If you haven’t heard about the artificial intelligence (AI) machine-learning (ML) craze that uses deep neural networks (DNN) and deep learning (DL) to tackle everything from voice recognition to making self-driving cars a reality, then you probably haven’t heard about Google’s new Tensor Processing Unit (TPU), Intel’s Lake Crest, or Knupath’s Hermosa. These are just a few of the vendors looking to deliver platforms targeting neural networks.
The TPU contains a large 8-bit matrix multiply unit (Fig. 1). It essentially optimizes the number-crunching required by DNN; large floating-point number-crunchers need not apply.
1. Google’s TPU has a large 8-bit matrix multiply unit to help it crunch numbers for deep neural networks.
The TPU is actually a coprocessor managed by a conventional host CPU via the TPU’s PCI Express interface.

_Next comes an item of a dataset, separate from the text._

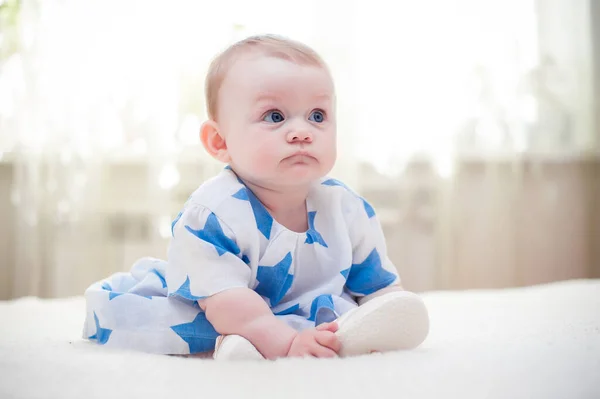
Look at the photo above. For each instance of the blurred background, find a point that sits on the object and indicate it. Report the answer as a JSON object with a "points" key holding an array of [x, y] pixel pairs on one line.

The TPU chip runs at only 700 MHz, but can best CPU and GPU systems when it comes to DNN acceleration. Though not specifically a DNN processor, it handles the heavy lifting while consuming only 40 W of power. It has 28 Mbytes of on-chip RAM along with 4 Mbytes in the form of 32-bit accumulators used to compile the 16-bit results from the matrix multiply unit. The chip uses a 28-nm process and the die size is about 600 mm2. The paper “In-Datacenter Performance Analysis of a Tensor Processing Unit” provides more details.
The TPU board (Fig. 2) can perform 92 TeraOps/s (TOPS). It is 15 to 30 times faster than CPUs and GPUs tasked with the same work, with a 30- to 80-fold improvement in TOPS/W. The software used for comparison of systems was the TensorFlow framework.
2. Google’s TPU module is designed to fill arrays of slots in its cloud data centers.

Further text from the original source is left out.